A tempting response to the problem of mind and world is bald naturalism: the claim that the mind is entirely a natural system, and that normative notions like truth, justification, and meaning are either reducible to natural-scientific notions or eliminable. McDowell rejects this response: normative notions are irreducible, and any account of mind and world that eliminates them has lost sight of the phenomenon it was supposed to explain. We need an account of mind that takes norms seriously without placing them outside nature.
McDowell draws on Aristotle's account of ethical character to introduce the concept of second nature: the capacities and dispositions that a human being acquires through upbringing, education, and initiation into a tradition of practice. These are natural — they develop through natural processes in a natural organism — but they are not simply given by first nature (the biological endowment). They are acquired through Bildung: the process by which a person is made into a member of a linguistic and practical community, initiated into ways of perceiving and responding to the world that are normatively structured.

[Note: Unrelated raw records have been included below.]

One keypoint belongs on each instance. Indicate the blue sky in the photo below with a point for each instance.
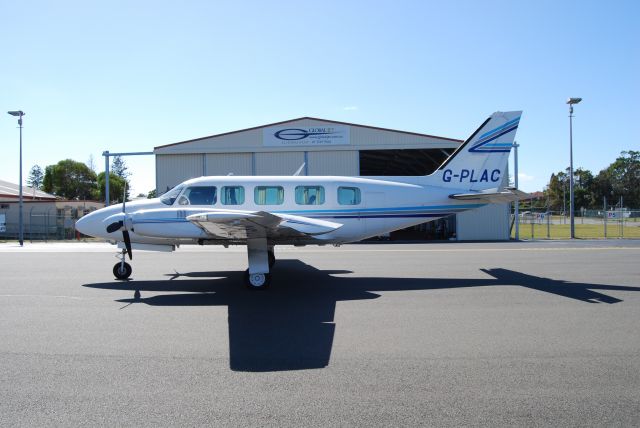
(132, 75)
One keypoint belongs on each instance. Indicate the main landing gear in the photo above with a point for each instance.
(122, 270)
(261, 259)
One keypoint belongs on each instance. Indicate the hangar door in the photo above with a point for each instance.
(404, 162)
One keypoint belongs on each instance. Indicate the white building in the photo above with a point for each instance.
(326, 147)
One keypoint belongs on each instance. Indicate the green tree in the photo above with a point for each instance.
(70, 179)
(558, 191)
(36, 176)
(119, 167)
(583, 189)
(116, 187)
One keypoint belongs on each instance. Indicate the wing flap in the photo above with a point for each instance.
(507, 195)
(259, 224)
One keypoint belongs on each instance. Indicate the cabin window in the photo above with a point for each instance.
(170, 197)
(310, 195)
(198, 195)
(232, 195)
(348, 195)
(269, 195)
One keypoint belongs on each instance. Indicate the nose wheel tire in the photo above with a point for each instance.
(257, 281)
(122, 270)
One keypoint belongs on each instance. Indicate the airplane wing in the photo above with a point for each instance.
(507, 195)
(231, 224)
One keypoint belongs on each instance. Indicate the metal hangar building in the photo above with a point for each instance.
(327, 147)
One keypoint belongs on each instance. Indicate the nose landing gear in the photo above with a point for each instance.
(122, 270)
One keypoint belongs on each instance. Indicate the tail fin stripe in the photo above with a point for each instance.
(483, 146)
(506, 125)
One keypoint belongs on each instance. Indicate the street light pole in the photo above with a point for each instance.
(571, 102)
(19, 114)
(516, 213)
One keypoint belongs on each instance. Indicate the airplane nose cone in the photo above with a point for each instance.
(89, 224)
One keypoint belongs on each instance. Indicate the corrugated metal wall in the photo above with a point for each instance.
(489, 223)
(225, 163)
(281, 163)
(172, 170)
(333, 163)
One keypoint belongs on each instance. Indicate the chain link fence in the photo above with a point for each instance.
(44, 225)
(588, 224)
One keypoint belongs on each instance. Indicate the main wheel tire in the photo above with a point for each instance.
(122, 271)
(257, 281)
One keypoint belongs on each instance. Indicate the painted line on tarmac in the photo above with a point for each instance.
(41, 295)
(475, 250)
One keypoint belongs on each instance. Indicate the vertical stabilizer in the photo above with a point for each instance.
(480, 163)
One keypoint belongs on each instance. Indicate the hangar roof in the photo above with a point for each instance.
(444, 139)
(11, 191)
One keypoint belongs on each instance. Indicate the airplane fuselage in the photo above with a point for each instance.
(365, 206)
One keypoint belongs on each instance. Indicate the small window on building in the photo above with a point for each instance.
(269, 195)
(198, 195)
(348, 195)
(310, 195)
(170, 197)
(232, 195)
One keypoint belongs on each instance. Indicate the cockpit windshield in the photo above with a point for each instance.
(170, 197)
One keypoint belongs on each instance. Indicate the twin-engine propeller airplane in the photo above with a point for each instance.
(262, 212)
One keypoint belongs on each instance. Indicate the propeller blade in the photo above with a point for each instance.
(114, 227)
(127, 242)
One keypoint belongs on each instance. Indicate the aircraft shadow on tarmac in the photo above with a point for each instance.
(290, 326)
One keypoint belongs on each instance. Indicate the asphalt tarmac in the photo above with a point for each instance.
(452, 334)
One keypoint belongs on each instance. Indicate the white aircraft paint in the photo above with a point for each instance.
(470, 178)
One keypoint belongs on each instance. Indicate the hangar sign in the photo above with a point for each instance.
(305, 136)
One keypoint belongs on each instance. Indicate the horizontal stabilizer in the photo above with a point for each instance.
(507, 195)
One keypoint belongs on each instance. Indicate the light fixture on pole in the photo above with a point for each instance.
(19, 114)
(571, 102)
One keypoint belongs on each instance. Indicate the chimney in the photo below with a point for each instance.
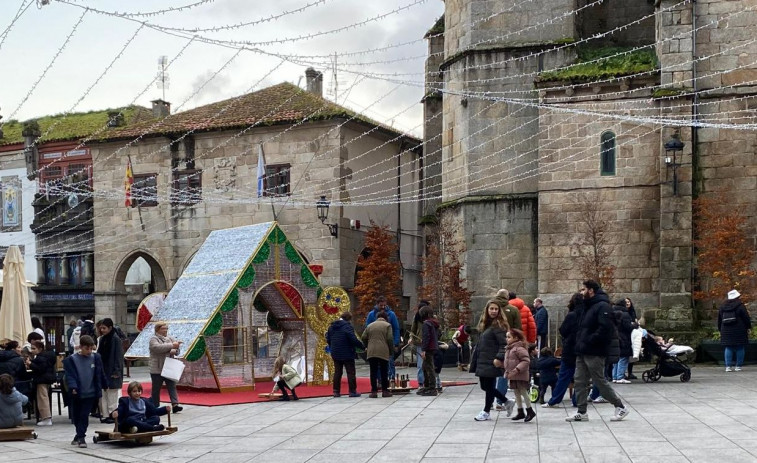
(160, 108)
(314, 81)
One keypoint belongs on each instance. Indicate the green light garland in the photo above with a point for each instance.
(197, 351)
(247, 278)
(307, 277)
(277, 236)
(214, 326)
(292, 254)
(231, 301)
(263, 253)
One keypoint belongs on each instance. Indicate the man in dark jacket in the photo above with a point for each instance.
(342, 343)
(595, 331)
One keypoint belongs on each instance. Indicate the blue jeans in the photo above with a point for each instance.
(501, 388)
(729, 350)
(419, 363)
(564, 377)
(619, 369)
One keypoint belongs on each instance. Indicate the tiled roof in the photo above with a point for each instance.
(75, 126)
(279, 104)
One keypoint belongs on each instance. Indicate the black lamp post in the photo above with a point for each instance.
(322, 206)
(673, 153)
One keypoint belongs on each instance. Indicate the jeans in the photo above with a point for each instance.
(80, 409)
(619, 369)
(429, 374)
(592, 366)
(502, 389)
(348, 365)
(564, 377)
(419, 363)
(378, 367)
(490, 390)
(729, 350)
(157, 383)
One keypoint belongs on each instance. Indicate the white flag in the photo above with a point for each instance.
(261, 171)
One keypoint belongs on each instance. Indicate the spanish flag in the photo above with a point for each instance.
(128, 183)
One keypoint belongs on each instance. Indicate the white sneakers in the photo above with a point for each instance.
(483, 416)
(620, 413)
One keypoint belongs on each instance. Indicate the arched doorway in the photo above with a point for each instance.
(138, 275)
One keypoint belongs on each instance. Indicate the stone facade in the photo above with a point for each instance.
(552, 153)
(327, 157)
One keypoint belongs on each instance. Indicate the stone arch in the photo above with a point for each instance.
(159, 283)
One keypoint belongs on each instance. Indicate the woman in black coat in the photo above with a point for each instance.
(734, 324)
(491, 355)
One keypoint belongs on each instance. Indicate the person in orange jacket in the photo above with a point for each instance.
(526, 317)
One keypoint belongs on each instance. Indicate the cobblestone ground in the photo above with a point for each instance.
(711, 418)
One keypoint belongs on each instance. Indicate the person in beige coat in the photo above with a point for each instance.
(378, 340)
(162, 346)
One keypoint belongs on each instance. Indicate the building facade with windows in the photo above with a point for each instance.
(197, 171)
(545, 125)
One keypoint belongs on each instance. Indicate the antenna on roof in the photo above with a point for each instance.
(163, 77)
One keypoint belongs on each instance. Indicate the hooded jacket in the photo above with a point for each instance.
(734, 333)
(342, 341)
(596, 326)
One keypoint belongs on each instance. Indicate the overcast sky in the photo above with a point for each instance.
(33, 41)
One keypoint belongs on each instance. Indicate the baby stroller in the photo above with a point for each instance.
(668, 363)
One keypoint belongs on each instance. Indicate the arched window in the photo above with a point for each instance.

Conceptual capacities — the ability to perceive, judge, and reason under concepts — are second-natural in this sense. They are not written into the genome but acquired through immersion in a language and form of life; they are not mere behavioural dispositions but normatively structured capacities for getting things right and wrong. By treating conceptual capacities as second-natural, McDowell aims to show that they are neither supernatural (outside the natural order) nor naturalistically reducible (explicable in terms that bypass normativity). Nature is richer than bald naturalism supposes: it includes the space of reasons that opens up when a second nature is formed.
Second nature and Bildung are introduced in Lecture IV of Mind and World (1994) and developed further in McDowell's responses to critics in the second edition (1996). The concept draws on Aristotle's Nicomachean Ethics and Gadamer's account of Bildung in Truth and Method.